When attempting to fill out the future roster, fans often forget about the bench boss. A head coach can win or lose playoff series, preventing or helping you hoist the Larry O’Brien Trophy. Mark Daigneault is the current Thunder head man, taking over for Billy Donovan last season after Donovan darted for Chicago.
Mark Daigneault is not just a stop-gap coach, through two years filled with adversity, and a tanking roster, he has proven to be an elite NBA coach. That sounds strange, given his overall record and the fact most do not understand how to evaluate coaches much less evaluate them in a non-playoff setting. So how can anyone be so confident of Daigneault’s staying power?
Sam Presti does not operate the way typical front office members do, I struggle to believe he hired a young up-and-coming G-League head coach with whom he had a relationship within the organization with the idea of firing him in mind.
During in-game scenarios, Mark Daigneault has been nothing short of elite patchworking each of the last two rosters to more wins than many expected they’d reach. Daigneault’s ability to adjust on the fly and think outside the box was fully on display against the Chicago Bulls this week.
Facing off with his mentor Billy Donovan, the Bulls were able to dominate down low with their All-Star Nikola Vucevic the entire game. Without a true big-man on the current roster, and Derrick Favors out with a back injury, Mark Daigneault decided to get wacky placing Kenrich Williams a 6’7 wing on Vucevic…and it worked. Mix that with his brilliant out-of-timeout play calls, half-court offense upside, and you have the makings of one of the top coaches in the league.
Going out on that limb is not something most coaches feel comfortable with, they would rather die by a thousand paper cuts the traditional way, than risk being radical and it fails within the first five possessions. That lack of outside-the-box thinking has lost the Thunder plenty of playoff series over the years.

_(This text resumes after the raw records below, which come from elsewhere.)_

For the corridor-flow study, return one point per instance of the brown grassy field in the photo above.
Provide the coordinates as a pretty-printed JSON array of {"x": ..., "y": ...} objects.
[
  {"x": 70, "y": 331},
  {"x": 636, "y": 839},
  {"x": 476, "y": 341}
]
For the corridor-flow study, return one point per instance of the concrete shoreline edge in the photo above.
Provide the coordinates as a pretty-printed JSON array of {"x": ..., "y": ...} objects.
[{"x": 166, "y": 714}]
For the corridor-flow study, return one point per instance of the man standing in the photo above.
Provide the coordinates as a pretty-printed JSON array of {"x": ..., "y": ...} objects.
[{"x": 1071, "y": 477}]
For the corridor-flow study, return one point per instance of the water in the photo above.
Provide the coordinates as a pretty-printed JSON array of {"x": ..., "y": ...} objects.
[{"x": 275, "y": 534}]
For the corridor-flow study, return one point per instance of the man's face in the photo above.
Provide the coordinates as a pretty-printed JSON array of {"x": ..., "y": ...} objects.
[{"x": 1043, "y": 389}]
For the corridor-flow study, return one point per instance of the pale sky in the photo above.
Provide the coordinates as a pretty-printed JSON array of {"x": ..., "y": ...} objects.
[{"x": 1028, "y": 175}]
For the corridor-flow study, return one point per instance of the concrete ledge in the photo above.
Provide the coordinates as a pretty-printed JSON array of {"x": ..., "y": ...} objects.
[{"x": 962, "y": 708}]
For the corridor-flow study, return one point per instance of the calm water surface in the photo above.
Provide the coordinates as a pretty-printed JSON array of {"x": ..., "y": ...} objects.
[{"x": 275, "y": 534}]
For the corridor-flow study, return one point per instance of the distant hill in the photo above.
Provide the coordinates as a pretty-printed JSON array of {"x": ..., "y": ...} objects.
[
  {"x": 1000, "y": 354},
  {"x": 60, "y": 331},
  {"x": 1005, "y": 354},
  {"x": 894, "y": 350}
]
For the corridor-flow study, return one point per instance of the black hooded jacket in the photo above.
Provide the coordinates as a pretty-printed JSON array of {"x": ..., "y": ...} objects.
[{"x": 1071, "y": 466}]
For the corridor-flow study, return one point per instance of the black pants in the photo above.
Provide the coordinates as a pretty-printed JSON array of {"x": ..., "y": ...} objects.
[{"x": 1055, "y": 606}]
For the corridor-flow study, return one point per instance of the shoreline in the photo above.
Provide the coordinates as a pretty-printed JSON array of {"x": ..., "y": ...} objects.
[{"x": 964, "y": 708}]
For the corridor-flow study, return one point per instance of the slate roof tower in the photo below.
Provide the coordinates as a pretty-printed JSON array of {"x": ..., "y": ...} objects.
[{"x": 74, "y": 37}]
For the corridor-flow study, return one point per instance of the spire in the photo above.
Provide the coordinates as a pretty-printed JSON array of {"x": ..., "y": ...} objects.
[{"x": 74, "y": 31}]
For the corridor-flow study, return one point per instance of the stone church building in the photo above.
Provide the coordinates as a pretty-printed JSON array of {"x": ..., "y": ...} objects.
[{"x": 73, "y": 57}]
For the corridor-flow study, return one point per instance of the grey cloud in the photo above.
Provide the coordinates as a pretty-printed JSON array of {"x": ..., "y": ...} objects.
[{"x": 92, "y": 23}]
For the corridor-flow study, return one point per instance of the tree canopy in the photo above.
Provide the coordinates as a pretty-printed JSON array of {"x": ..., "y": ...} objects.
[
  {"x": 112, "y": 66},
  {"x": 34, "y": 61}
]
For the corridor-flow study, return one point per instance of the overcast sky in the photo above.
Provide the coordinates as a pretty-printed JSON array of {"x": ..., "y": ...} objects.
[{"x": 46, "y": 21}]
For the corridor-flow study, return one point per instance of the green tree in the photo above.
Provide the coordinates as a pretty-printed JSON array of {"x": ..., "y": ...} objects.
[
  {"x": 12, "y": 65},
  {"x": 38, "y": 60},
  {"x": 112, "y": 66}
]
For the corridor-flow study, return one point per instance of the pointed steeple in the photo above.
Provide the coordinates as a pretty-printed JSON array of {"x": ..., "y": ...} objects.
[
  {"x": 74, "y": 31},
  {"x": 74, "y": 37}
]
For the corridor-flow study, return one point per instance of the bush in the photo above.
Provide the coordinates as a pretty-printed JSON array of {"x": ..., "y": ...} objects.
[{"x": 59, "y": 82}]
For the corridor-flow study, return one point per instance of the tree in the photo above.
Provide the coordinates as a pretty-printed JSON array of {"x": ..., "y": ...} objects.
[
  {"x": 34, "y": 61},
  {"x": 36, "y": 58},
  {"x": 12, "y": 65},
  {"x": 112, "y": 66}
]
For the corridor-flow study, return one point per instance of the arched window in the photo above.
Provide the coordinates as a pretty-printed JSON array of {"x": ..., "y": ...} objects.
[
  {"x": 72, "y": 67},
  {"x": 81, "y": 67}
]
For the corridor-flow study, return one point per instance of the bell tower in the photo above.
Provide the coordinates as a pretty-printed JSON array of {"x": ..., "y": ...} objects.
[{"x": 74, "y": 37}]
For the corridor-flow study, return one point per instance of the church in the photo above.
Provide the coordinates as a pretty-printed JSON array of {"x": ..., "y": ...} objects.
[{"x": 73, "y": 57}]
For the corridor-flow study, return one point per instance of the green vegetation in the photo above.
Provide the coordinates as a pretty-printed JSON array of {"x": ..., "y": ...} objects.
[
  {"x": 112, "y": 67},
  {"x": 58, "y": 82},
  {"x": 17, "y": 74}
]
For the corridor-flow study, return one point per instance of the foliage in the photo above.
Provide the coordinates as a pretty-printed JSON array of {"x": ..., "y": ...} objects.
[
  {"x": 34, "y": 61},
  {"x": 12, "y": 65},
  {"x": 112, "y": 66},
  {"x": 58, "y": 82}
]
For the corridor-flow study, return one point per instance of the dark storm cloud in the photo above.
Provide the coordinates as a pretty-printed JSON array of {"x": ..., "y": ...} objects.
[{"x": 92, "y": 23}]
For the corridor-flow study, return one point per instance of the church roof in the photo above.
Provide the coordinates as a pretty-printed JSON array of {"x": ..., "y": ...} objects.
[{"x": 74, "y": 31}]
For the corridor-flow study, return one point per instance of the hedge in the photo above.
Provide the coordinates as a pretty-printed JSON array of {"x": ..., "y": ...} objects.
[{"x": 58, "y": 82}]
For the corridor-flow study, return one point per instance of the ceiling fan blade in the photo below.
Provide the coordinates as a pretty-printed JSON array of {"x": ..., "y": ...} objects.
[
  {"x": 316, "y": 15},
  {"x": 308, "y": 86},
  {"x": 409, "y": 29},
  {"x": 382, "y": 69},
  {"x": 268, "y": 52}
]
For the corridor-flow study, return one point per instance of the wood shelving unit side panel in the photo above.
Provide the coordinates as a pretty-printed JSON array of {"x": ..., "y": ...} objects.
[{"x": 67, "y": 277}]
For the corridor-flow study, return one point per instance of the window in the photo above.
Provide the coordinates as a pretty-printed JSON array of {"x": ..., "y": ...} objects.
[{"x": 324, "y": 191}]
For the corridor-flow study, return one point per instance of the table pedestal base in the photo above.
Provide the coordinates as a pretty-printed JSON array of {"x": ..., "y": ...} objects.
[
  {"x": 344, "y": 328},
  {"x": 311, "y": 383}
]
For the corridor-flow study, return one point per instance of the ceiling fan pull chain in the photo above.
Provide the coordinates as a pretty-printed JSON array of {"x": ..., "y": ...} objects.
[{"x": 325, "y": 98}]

Sure, Mark Daigneault does not have Kevin Durant, Russell Westbrook, James Harden, Serge Ibaka, Steven Adams, Paul George, and the shiny rewards from just rolling the ball out there for some future Hall of Famers. He does not have the record, or start to the career as Scott Brooks and Billy Donovan, he looks more like PJ Carlesimo record-wise, but that is not entirely in his control. Daigneault is elite and will be pacing NBA sidelines for a long time. Though, it might take until one of his Thunder teams reach the postseason for the rest of the basketball world to realize it.